Academic Discussion on the History and Theory of the Historical Sciences

This is one message from the Archives of Darwin-L (1993–1997), a professional discussion group on the history and theory of the historical sciences.

Note: Additional publications on evolution and the historical sciences by the Darwin-L list owner are available on SSRN.


<6:3>From 00HFSTAHLKE@leo.bsuvc.bsu.edu  Tue Feb  1 07:43:08 1994

Date: Tue, 01 Feb 1994 08:51:33 -0500 (EST)
From: 00hfstahlke@leo.bsuvc.bsu.edu
Subject: Re: Who, what, where, when, etc.
To: darwin-l@ukanaix.cc.ukans.edu

Hanna Tuomisto writes:

>As to chimp sign boards, I think Craig McConnell may be right: if the
>chimps were never given a chance to ask questions, it's difficult to tell
>whether they actually would have had the capacity to do so.

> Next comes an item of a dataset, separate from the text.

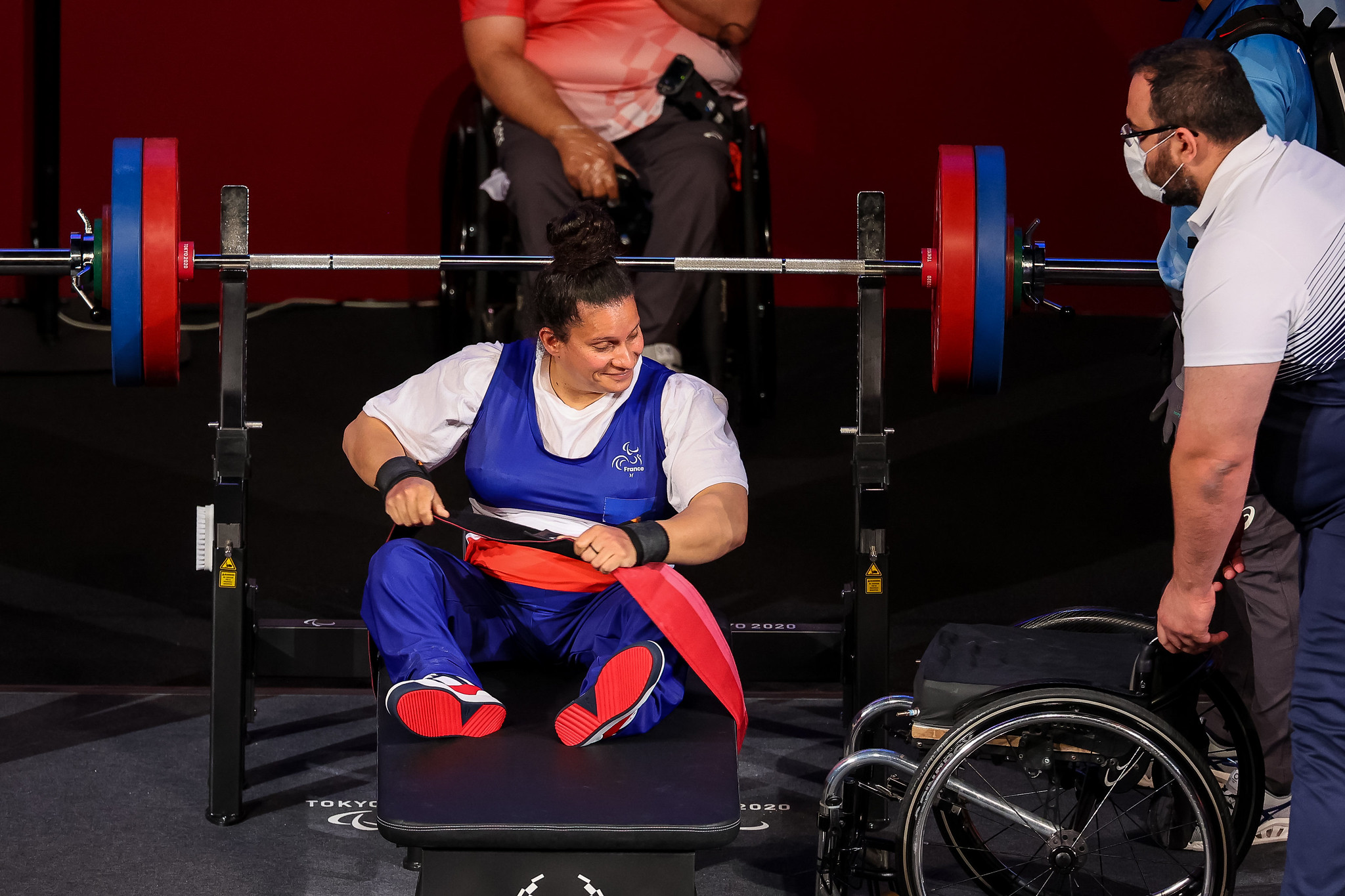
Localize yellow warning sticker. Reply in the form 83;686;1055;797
219;557;238;588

Correct me if

It's difficult to tell much about cognitive capacities of chimps from
what's available on a computer sign board, as in the Lana Project and
its successors at Yerkes.  Lana, in the original project, had
lexigrams (the project's term for the symbols she was trained to use)
for objects and persons, relational words like prepositions, and
predicative concepts like verbs.  There were also symbols used as
utterance initiators, including a command/request marker, recorded in
computer records as PLEASE, and an interrogative marker, recorded as
QUESTION.  In her training and usage, PLEASE was used only with
sentences directing the computer to do something, like dispense food
or open a window.  QUESTION was used by Lana to direct humans to do
something and by humans both directively and to ask Lana for
information.  Lana did not commonly use QUESTION in the latter way,
but I would have to dig back through data tapes to check that
carefully.  A fairly extensive body of data from the Lana project is
reported in several chapters of

Rumbaugh, Duane M.  1977.  Language Learning by a Chimpanzee: the
Lana Project.  New York:  Academic Press.

I strongly recommend the book for anyone interested in a detailed
review of a major primate language project.

>I'm mistaken, but I recall from somewhere that chimps that were taught the
>sign language used by deaf people were able to understand and formulate
>questions. Unfortunately I do not have any reference on this; if anyone
>does, please let me know.

I can't speak to this directly, but I can recommend the following
additional bibliography on the topic.  As is to be expected in such a
controversial area, you'll find a wide variety of viewpoints expressed
in these works.

de Luce, Judith, and Hugh T. Wilder.  1983.  Language in primates:
perspectives and implications.  New York:  Springer-Verlag.

Premack, David.  1986.  Gavagai! or the Future History of the Animal
Language Controversy.  Cambridge, MA:  MIT Press

Sebeok, Thomas A. and Jean Umiker-Sebeok (eds).  1980.  Speaking of
apes:  a critical anthology of two-way communication with man.  New
York:  Plenum Press.

Terrace, Herbert S.  1979.  Nim.  New York:  Knopf.

Wallman, Joel.  1992.  Aping language.  New York:  Cambridge
University Press.

I'd like to put the question about questions in a slightly different
way.  That is, do chimpanzees who have been trained in some form of
linguistic behavior (note I am treating as moot the question of
whether chimps can learn language) express in their linguistic terms
their evident capacity for inquisitive behavior.  The answer, as some
of the conversations in the Rumbaugh book indicate, is pretty clearly
yes.  Does this mean that they have a syntactic form called
interrogative?  Only if they've been taught it.  There are other ways
of expressing that illocutionary force.